NASA People

Center Snapshot: Chris Belcastro
Chris Belcastro. Image above: Chris Belcastro is active in outreach, seeking out high school students who could some day become engineers. Credit: NASA/Sean Smith

Jim Hodges

Chris Belcastro still finds it difficult to use "I."

"We lived together," she said of identical twin sister Celeste. "We bounced ideas off of each other daily, and we were very cognizant of what we were doing and collaborated on a number of things."

When she accepted the Peninsula Engineers Council Engineer of the Year Award on Saturday night, Chris did so on behalf of herself and Celeste, who passed away two years ago because of cancer.

It was more than fair. "Not everything, but much of what we contributed here at NASA was a joint contribution," she said.

They pursued careers as engineers together after they learned what engineering involved. It was somewhat difficult to learn about engineering in their youth.

"Back in 1969, during the moon landing of Apollo 11, Celeste and I were totally in awe of that," Chris said. "They told us on the news how to set your camera to take pictures of the moon landing off the TV. We didn't know anything about cameras.

"We got a camera of our father's. We had somebody set it up for us, and followed the instructions and we got some very good pictures off the TV."

Those pictures and the memories made it difficult to comprehend engineering in their youth.

"The entire time, and I'll never forget it actually, when you saw mission control, it was all white men sitting in there," Belcastro said. "I'm not being critical, but it never entered our minds, either of us, that we could take part, we could grow up and study engineering and become members of the NASA team."

It's a reason that she is active in outreach.
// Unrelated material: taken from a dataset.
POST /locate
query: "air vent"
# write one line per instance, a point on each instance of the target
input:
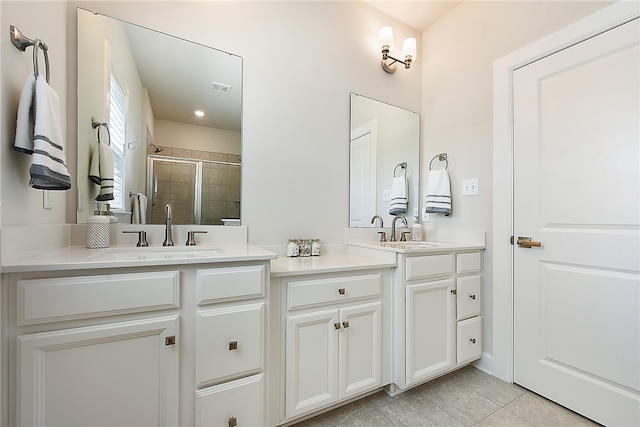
(220, 87)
A week after delivering a speech on her specialty, controls as a part of aircraft safety, to engineers in Stockholm, she spoke about engineering as a career to high school students in the Reid Conference Center.

After doing everything together for 18 years, the twins were at loose ends after high school, and were being pressured by peers to pursue different identities through different careers. Chris looked into being an electrical engineer technician through apprentice schools at NASA Langley and Newport News Shipbuilding, largely because the twins played electric guitars and were into the technology of music.

A counselor at Thomas Nelson Community College evaluated her high school transcript, saw her success in math and science classes and prodded her to pursue a career in engineering.

Celeste was at Old Dominion University, studying science with a plan to follow in their father's footsteps as a pharmacist.

"At some point I said to her, 'this is the perfect career,' " Chris said. "If you are interested, go in it. Don't live your life trying to satisfy everyone else. Please yourself."

They went to engineering school at Old Dominion together.

"We got in sync with our classes, and from there on, we took the same classes," Chris said. "We both graduated on the same day. We both got hired at two different branches here. We both entered duty the same day, took our oaths together."

They started down different paths at Langley, but then those paths converged.

"We collaborated with each other," Chris said. "Her work in aviation safety was complementary to mine. My work was in mitigation of adverse conditions. Hers was in detection of problems. So we were on dual sides of the problem."

They shared a home in Hampton, shared the same interest in opera. "We were involved in the same hobbies, had the same interests, the same friends," Chris said. "We did everything together."

Including, two years ago, suffer endometrial cancer.

"She made me get an examination," Chris said, tearing, which is something she does easily, several times a day. "I was in Stage 1. She was in Stage 4."

Chris took off work for six months to stay with her sister.

"We were together for 52 years," she said. "We thought we were entering the happiest chapter of our lives."

Chris Belcastro has left the house in Hampton, trying to escape the memories of those six months. She lives in Toano now and is still putting her life back together.

"We had season tickets to the Virginia Opera," Chris said. "I still buy two tickets. We went with a friend of ours. Now I take an additional friend to use Celeste's seat."

She is pondering a return to a gospel choir in Hampton, where the twins sang together. It's also hard for Chris to pick up her guitar without remembering how it blended with Celeste's bass. And she is working, reaching out to bring young women into engineering, trying to make airplanes safer.

"It's still difficult," she said of her day-to-day life now. "I want to continue things we both started. I try to live for both of us now. It's always with me."